Let [tex]F(x,y,z)=f(x,y)-z[/tex]. The tangent plane to [tex]f(x,y)[/tex] at (1, 2, -6) has equation
[tex]\nabla F(1,2,-6)\cdot(x-1,y-2,z+6)=0[/tex]
We have
[tex]\nabla F(x,y,z)=(-4x,-6y,-1)\implies\nabla F(1,2,-6)=(-4,-12,-1)[/tex]
Then the tangent plane has equation
[tex](-4,-12,-1)\cdot(x-1,y-2,z+6)=0\implies -4(x-1)-12(y-2)-(z+6)=0\implies 4x+12y+z=22[/tex]
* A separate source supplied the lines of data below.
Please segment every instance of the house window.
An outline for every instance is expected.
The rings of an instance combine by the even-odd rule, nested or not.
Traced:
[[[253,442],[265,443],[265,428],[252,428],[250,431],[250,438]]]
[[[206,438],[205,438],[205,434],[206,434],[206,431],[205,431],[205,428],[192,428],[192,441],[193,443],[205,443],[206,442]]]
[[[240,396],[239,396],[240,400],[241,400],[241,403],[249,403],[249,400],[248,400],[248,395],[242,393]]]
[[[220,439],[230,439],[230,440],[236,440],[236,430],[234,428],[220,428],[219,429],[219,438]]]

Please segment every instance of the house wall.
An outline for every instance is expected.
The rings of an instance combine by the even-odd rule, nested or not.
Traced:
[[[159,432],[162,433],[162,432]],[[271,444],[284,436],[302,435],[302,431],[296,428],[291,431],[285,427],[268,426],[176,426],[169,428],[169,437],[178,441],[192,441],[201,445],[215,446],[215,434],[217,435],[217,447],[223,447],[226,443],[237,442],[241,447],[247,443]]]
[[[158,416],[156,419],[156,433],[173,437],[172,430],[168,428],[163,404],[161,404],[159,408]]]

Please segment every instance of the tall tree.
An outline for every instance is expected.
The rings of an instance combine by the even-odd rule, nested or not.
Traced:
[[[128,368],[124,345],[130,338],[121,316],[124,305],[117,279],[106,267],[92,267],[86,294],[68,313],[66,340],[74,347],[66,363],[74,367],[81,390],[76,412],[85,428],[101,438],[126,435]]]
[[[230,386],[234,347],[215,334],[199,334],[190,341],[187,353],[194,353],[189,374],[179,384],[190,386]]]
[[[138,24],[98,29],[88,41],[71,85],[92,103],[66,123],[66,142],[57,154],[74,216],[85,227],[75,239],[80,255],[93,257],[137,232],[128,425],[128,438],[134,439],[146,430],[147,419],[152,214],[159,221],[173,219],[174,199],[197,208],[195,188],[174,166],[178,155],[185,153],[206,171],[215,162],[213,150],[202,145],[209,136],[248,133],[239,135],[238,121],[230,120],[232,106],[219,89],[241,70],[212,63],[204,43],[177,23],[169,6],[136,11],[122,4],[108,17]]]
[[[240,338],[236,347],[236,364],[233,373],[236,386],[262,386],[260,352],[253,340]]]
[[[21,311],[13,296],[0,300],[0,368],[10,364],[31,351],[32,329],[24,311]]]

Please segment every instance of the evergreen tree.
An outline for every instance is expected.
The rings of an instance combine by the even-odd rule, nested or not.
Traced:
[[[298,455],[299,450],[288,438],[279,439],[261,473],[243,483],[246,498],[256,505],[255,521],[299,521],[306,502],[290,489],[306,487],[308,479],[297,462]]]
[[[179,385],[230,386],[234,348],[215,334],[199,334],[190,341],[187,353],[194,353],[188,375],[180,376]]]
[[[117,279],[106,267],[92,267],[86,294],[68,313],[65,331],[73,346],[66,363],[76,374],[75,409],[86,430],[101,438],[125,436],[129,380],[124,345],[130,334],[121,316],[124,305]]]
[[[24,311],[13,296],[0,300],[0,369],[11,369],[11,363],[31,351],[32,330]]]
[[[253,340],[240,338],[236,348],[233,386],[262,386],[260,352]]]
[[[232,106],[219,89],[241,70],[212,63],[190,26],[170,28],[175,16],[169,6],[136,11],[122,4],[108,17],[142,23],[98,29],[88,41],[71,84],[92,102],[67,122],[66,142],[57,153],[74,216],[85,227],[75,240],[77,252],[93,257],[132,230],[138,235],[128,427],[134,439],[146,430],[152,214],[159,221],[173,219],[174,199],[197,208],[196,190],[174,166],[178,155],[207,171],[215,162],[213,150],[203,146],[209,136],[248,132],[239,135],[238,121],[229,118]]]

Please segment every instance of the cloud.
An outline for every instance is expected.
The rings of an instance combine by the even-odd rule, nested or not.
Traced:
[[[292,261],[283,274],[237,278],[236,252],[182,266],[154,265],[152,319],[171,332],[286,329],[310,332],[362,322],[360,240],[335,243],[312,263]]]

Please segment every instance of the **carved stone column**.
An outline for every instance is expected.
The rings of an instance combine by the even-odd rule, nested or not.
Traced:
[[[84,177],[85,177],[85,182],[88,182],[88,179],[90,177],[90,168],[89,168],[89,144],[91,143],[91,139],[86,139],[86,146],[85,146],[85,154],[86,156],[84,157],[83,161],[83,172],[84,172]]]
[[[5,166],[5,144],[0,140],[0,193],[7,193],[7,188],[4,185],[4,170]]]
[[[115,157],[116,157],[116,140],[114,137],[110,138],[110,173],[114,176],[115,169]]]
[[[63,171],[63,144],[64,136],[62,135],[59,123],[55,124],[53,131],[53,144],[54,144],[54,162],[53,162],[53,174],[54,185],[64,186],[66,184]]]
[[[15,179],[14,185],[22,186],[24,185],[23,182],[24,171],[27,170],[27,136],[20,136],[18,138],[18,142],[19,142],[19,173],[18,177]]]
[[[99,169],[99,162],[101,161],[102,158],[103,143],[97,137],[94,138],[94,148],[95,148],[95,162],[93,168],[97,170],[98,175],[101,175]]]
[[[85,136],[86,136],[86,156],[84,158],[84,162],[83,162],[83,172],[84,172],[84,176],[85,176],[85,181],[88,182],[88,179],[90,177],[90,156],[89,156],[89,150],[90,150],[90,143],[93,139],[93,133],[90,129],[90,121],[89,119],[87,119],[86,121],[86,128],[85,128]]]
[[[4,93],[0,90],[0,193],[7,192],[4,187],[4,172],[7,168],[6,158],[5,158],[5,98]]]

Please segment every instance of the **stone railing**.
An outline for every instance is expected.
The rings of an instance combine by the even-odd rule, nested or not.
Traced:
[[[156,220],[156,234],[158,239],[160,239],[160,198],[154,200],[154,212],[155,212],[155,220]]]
Let [tex]g(x,y)=4-x^2-y^2[/tex], and [tex]G(x,y,z)=g(x,y)-z[/tex]. The tangent plane to [tex]S[/tex] at a point [tex](a,b,c)[/tex] is
[tex]\nabla G(a,b,c)\cdot(x-a,y-b,z-c)=0[/tex]
We have
[tex]\nabla G(x,y,z)=(-2x,-2y,-1)\implies \nabla G(a,b,c)=(-2a,-2b,-1)[/tex]
so that this plane has equation
[tex](-2a,-2b,-1)\cdot(x-a,y-b,z-c)=0\implies2ax+2by+z=2a^2+2b^2+c[/tex]
In order for this plane to be parallel to the previous plane, we need to have
[tex]\begin{cases}2a=4\\2b=12\end{cases}\implies a=2,b=6\implies g(a,b)=c=-36[/tex]
so the point we're looking for is (2, 6, -36).